In: Finance
Guthrie Enterprises needs someone to supply it with 155,000 cartons of machine screws per year to support its manufacturing needs over the next five years, and you’ve decided to bid on the contract. It will cost you $1,950,000 to install the equipment necessary to start production; you’ll depreciate this cost straight-line to zero over the project’s life. You estimate that in five years, this equipment can be salvaged for $165,000. Your fixed production costs will be $280,000 per year, and your variable production costs should be $10.00 per carton. You also need an initial investment in net working capital of $145,000. If your tax rate is 40 percent and you require a return of 14 percent on your investment, what bid price per carton should you submit?

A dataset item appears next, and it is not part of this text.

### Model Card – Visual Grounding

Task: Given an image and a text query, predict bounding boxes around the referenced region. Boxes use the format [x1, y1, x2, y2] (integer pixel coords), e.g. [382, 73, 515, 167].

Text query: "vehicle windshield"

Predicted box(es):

Formula | Year (n) | 0 | 1 | 2 | 3 | 4 | 5 |
Initial investment (I) | -19,50,000 | ||||||
Units of cartons (U) | 1,55,000 | 1,55,000 | 1,55,000 | 1,55,000 | 1,55,000 | ||
Price/carton (p) | 16.29 | 16.29 | 16.29 | 16.29 | 16.29 | ||
Variable cost/carton (vc) | 10.00 | 10.00 | 10.00 | 10.00 | 10.00 | ||
(U*p) | Revenue ('R) | 25,25,543 | 25,25,543 | 25,25,543 | 25,25,543 | 25,25,543 | |
(U*vc) | Total Variable Cost (VC) | 15,50,000 | 15,50,000 | 15,50,000 | 15,50,000 | 15,50,000 | |
Fixed Cost (FC) | 2,80,000 | 2,80,000 | 2,80,000 | 2,80,000 | 2,80,000 | ||
(I/5) | Depreciation (D) | 3,90,000 | 3,90,000 | 3,90,000 | 3,90,000 | 3,90,000 | |
(R-VC-FC-D) | EBIT | 3,05,543 | 3,05,543 | 3,05,543 | 3,05,543 | 3,05,543 | |
40%*EBIT | Tax @ 40% | 1,22,217 | 1,22,217 | 1,22,217 | 1,22,217 | 1,22,217 | |
(EBIT-Tax) | Net income (NI) | 1,83,326 | 1,83,326 | 1,83,326 | 1,83,326 | 1,83,326 | |
Add: Depreciation (D) | 3,90,000 | 3,90,000 | 3,90,000 | 3,90,000 | 3,90,000 | ||
(NI+D) | OCF | 5,73,326 | 5,73,326 | 5,73,326 | 5,73,326 | 5,73,326 | |
(WC is returned at the end of the project) | WC investment (WC) | -1,45,000 | 1,45,000 | ||||
salvage*(1-tax) | After-tax salvage (S) | 99,000 | |||||
(I+OCF+WC+S) | Total cash flows (CF) | -20,95,000 | 5,73,326 | 5,73,326 | 5,73,326 | 5,73,326 | 8,17,326 |
1/(1+d)^n | Discount factor @14% | 1.000 | 0.877 | 0.769 | 0.675 | 0.592 | 0.519 |
CF*Discount factor | PV of CF | -20,95,000 | 5,02,917 | 4,41,156 | 3,86,979 | 3,39,455 | 4,24,493 |
NPV | -0.00 |
Solved using excel Solver. The break even price per carton is $16.29. So, this bid price should do. Ideally it should be slightly higher than this.